"Vaccinating potential contacts is a tactic that has worked to contain outbreaks of other diseases, and would work with Ebola ... Yet we only vaccinated people who are at occupational risk of getting it [rabies], such as veterinarians."
In the case of the late Mr. Duncan in Dallas, that would have meant everyone exposed to him including the schoolchildren, every resident in the entire apartment complex, everyone who entered the apartment in question, the paramedics and law enforcement exposed to him, every worker at Texas Presbyterian who wanted a vaccination, etc.
Which didn't happen because the vaccines haven't finished testing, let alone entered production.
But this is clearly what should be done in future outbreaks and, eventually, will be done. It's just a question of how many Americans will unnecessarily die, and how much damage will be done to the economy, before then. We have the means of snuffing out Ebola when it comes here. Only the political will to do so is lacking.
That is assuming the vaccine works.. Which I am not sure that is a safe assumption at this point..
You wouldn’t need to vaccinate all of those people. I’m sure vaccination would be offered after a risk assessment, just as rabies vaccine/prophylaxis is offered now. So, not everyone in the apartment building would be offered vaccine, but Mr. Duncan’s family would receive it.

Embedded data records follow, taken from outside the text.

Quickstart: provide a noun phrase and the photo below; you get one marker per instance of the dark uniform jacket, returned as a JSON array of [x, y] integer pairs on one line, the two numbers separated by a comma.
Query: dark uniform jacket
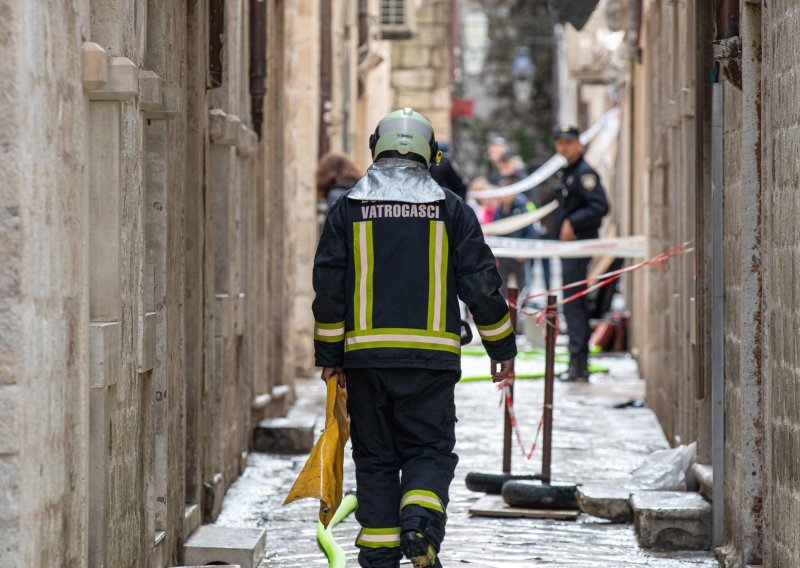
[[583, 200], [387, 276]]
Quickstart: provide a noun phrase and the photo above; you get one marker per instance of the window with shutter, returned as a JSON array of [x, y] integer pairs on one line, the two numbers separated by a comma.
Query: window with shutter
[[397, 19]]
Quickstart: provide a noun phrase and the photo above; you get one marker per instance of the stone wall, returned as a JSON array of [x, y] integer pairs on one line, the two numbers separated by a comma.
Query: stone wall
[[44, 344], [760, 247], [421, 66], [668, 153], [781, 250], [155, 266]]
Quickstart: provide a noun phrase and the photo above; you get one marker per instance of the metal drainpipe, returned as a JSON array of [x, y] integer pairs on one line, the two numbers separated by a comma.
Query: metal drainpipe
[[717, 310], [634, 28], [258, 61]]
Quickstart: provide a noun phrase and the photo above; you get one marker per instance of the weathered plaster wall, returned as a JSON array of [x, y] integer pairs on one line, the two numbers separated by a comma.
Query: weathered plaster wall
[[781, 249], [135, 253], [421, 67], [43, 302], [300, 109]]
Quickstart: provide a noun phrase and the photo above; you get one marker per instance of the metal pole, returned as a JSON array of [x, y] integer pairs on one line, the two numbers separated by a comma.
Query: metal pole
[[513, 295], [549, 379], [717, 315]]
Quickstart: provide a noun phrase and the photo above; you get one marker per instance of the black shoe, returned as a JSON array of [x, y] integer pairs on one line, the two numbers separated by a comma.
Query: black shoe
[[416, 548]]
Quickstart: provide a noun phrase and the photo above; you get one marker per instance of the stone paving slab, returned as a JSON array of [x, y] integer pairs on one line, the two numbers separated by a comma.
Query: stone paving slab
[[593, 443]]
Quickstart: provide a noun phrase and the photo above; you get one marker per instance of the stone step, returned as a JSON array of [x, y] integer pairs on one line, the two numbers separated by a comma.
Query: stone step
[[605, 502], [705, 477], [672, 520], [225, 545], [293, 434]]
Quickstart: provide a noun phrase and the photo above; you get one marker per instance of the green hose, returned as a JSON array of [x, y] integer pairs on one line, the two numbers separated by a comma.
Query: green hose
[[593, 368], [334, 552]]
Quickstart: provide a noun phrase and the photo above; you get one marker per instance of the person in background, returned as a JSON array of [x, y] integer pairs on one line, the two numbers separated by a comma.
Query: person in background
[[497, 147], [583, 206], [446, 173], [484, 207], [336, 175], [511, 168], [509, 206]]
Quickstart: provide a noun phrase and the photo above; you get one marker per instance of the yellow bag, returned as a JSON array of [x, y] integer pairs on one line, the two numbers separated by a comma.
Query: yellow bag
[[322, 475]]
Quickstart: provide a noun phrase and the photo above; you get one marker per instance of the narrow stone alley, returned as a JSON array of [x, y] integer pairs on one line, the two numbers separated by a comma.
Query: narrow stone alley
[[593, 443]]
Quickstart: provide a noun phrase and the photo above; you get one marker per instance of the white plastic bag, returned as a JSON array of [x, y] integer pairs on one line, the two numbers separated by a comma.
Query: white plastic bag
[[665, 470]]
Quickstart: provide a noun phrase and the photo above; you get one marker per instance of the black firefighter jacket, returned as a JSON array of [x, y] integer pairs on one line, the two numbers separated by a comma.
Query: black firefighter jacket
[[387, 276]]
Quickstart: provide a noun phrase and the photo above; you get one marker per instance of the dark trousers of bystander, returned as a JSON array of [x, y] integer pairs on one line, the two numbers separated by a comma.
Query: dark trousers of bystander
[[577, 311]]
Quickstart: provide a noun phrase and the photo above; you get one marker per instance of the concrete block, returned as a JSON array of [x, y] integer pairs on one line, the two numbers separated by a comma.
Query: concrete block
[[149, 90], [672, 520], [99, 467], [9, 419], [605, 502], [169, 102], [226, 545], [192, 519], [281, 399], [291, 435], [213, 493], [105, 353], [705, 478], [159, 554], [146, 356], [95, 66], [223, 127], [122, 83], [240, 318]]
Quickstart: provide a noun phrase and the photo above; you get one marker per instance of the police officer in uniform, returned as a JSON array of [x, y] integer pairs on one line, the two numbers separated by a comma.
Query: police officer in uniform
[[583, 206], [394, 256]]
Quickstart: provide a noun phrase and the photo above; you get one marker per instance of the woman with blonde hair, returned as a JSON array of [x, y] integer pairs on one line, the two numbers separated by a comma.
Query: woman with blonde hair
[[336, 175]]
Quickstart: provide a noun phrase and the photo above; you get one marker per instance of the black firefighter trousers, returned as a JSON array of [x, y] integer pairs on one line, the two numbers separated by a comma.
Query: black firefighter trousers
[[402, 427]]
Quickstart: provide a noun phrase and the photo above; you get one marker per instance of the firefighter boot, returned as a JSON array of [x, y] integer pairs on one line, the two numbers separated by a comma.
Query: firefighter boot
[[419, 550]]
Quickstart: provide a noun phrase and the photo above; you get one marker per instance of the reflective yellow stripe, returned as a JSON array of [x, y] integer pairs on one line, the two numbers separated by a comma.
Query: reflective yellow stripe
[[400, 338], [379, 538], [363, 257], [422, 498], [438, 251], [496, 331], [329, 332]]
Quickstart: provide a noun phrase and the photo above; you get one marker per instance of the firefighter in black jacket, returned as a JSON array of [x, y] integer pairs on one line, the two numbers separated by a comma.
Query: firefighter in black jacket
[[583, 206], [394, 256]]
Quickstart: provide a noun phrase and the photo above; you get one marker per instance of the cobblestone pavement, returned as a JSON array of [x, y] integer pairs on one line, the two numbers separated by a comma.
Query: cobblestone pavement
[[592, 442]]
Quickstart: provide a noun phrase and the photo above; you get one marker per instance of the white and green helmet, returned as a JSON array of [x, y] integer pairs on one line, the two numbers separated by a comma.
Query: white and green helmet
[[405, 133]]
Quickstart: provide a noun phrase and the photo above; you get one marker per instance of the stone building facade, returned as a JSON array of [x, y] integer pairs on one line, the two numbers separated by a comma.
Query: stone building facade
[[152, 292], [422, 68], [745, 52], [158, 194]]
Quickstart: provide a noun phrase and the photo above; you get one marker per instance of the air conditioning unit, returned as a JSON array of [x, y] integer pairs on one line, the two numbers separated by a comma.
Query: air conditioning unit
[[397, 18]]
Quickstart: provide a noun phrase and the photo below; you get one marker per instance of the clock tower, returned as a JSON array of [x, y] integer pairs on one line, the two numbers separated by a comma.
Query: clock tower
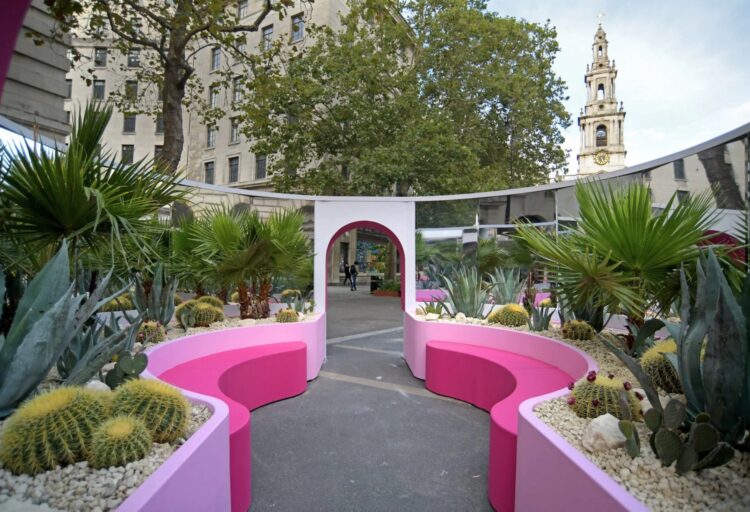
[[601, 120]]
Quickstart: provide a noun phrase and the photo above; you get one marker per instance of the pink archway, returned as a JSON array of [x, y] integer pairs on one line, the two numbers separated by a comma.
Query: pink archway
[[366, 224]]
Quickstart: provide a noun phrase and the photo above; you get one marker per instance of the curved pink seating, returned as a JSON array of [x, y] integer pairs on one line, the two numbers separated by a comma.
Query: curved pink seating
[[496, 381], [244, 379]]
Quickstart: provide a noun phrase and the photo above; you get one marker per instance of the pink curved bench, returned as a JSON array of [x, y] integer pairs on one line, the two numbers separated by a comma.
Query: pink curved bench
[[497, 381], [244, 379]]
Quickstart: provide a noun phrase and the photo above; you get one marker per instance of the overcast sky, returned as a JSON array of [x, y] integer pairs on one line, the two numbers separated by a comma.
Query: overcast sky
[[683, 66]]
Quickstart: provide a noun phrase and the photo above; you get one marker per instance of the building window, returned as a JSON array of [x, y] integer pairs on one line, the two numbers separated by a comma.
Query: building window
[[679, 169], [100, 57], [298, 28], [601, 135], [234, 132], [98, 89], [128, 151], [234, 169], [210, 136], [267, 37], [213, 97], [260, 167], [128, 123], [134, 58], [131, 90], [208, 172], [237, 90], [242, 8]]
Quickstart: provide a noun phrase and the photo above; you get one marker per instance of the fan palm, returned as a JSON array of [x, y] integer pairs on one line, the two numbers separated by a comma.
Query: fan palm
[[622, 253], [83, 194]]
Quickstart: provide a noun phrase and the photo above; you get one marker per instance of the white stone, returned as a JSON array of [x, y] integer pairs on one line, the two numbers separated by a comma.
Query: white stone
[[96, 385], [602, 433]]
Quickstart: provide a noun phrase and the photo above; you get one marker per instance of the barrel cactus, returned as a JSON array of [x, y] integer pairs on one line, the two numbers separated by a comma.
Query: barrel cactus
[[160, 406], [578, 330], [151, 332], [206, 314], [658, 367], [511, 315], [118, 441], [51, 430], [600, 394], [287, 315], [210, 299]]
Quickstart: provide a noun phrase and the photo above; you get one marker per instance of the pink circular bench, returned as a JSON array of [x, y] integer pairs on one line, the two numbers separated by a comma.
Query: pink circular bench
[[244, 379], [497, 381]]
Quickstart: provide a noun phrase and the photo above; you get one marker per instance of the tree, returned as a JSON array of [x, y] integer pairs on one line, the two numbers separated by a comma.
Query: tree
[[170, 34], [391, 106]]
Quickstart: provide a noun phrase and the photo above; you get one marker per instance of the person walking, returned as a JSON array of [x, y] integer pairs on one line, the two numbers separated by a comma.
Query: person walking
[[353, 271], [347, 274]]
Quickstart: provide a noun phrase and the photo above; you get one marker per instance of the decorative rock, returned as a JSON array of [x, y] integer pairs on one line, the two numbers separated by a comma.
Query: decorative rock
[[96, 385], [602, 433]]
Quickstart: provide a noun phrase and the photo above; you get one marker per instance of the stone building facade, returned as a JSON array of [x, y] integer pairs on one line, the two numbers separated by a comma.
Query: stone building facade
[[601, 122]]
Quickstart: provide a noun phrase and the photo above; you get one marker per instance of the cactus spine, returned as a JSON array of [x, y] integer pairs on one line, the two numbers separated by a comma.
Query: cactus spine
[[118, 441], [161, 407], [287, 315], [578, 330], [598, 394], [51, 430], [658, 367], [511, 315]]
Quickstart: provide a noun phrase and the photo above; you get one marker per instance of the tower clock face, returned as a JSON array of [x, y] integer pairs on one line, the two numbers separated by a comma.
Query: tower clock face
[[601, 158]]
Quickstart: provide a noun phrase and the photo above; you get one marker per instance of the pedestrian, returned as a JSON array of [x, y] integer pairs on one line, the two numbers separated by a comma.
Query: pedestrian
[[353, 271], [347, 274]]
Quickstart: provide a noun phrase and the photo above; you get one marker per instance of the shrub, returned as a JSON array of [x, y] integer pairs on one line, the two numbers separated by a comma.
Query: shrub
[[214, 301], [511, 315], [121, 303], [287, 315], [161, 407], [661, 371], [51, 430], [118, 441], [151, 332], [597, 394], [578, 330]]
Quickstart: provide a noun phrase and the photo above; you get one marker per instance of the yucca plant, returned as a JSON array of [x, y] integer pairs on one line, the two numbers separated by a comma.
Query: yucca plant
[[465, 293], [622, 254]]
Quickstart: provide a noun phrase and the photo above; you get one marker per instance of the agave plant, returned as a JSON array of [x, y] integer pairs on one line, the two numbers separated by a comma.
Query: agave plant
[[465, 293], [622, 254]]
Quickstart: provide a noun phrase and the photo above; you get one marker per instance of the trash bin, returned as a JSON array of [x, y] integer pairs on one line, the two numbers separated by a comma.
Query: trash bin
[[374, 283]]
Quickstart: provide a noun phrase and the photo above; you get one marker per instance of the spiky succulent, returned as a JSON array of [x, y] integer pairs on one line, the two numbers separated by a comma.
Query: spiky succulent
[[118, 441], [511, 315], [658, 367], [597, 394], [578, 330], [287, 315], [161, 407], [53, 429]]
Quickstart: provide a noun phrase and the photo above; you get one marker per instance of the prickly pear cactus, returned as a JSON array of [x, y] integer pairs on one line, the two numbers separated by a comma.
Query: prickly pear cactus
[[578, 330], [599, 394], [161, 407], [658, 367], [51, 430], [287, 315], [118, 441], [511, 315]]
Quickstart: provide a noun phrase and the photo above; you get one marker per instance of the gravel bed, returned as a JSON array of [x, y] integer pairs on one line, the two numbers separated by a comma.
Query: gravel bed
[[78, 487]]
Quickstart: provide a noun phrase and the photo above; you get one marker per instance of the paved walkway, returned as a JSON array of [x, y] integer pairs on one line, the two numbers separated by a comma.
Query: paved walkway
[[367, 436]]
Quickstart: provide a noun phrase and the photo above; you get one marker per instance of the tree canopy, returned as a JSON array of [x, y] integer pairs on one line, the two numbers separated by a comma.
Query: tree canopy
[[428, 97]]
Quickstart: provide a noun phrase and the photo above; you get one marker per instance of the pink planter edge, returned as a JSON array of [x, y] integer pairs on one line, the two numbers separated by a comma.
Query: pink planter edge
[[196, 476]]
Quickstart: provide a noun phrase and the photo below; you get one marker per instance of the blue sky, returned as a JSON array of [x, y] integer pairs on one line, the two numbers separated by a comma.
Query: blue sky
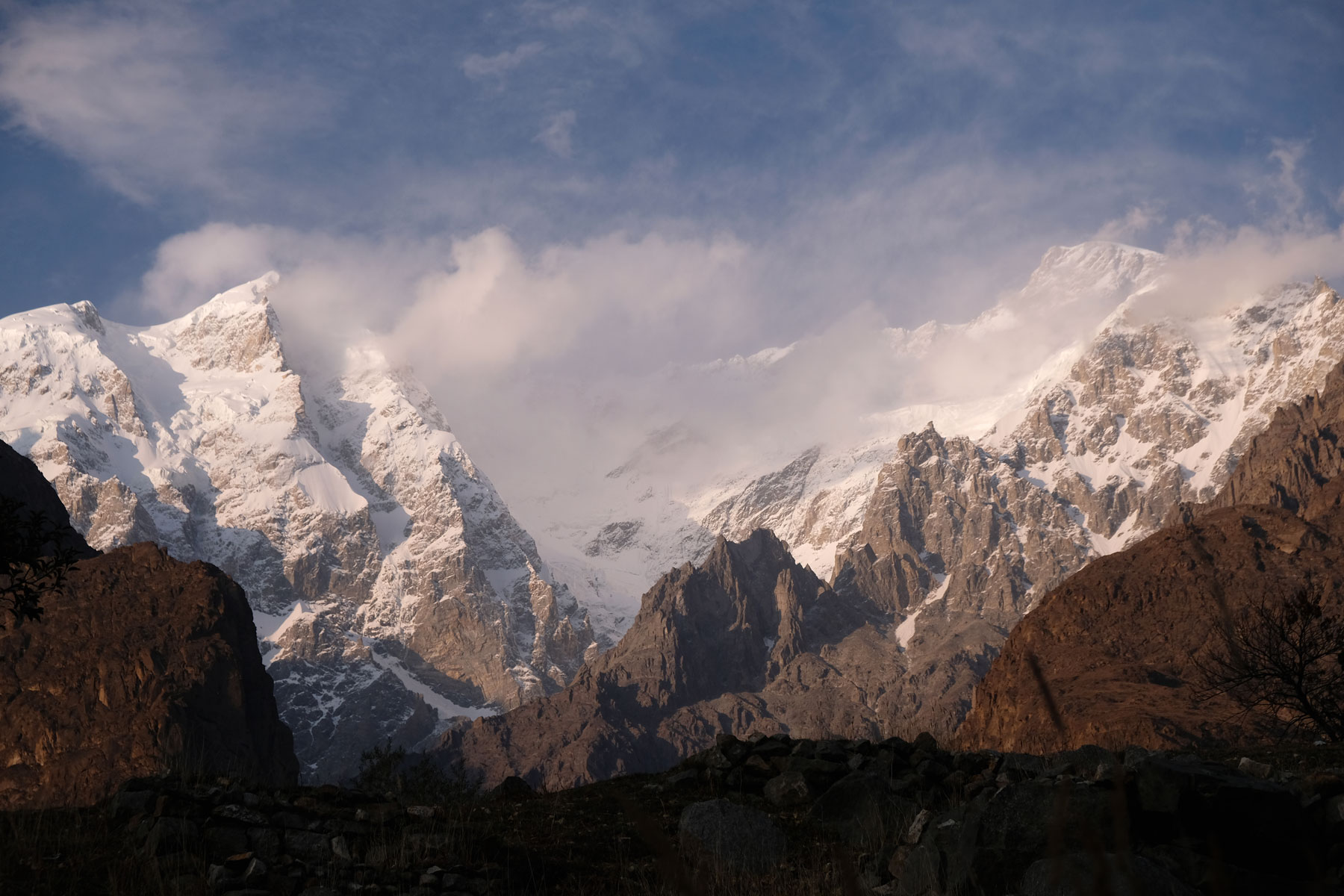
[[660, 183]]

I will interject that it has now been 12 days since anyone was potentially exposed to Mr. Duncan, and no one has become ill. That’s good, since the average incubation is around 7 or 8 days. In 9 more days, his contacts are all officially out of danger.
The big problem with Ebola vaccines and drugs is that we cannot test them using the normal clinical trial protocols. No one is going to volunteer to be exposed to Ebola to see if the vaccine works, and there is no way such a trial can contain a placebo arm. Drugs can be tested on actual Ebola patients, but then there is an ethical problem with including a placebo arm to the trial.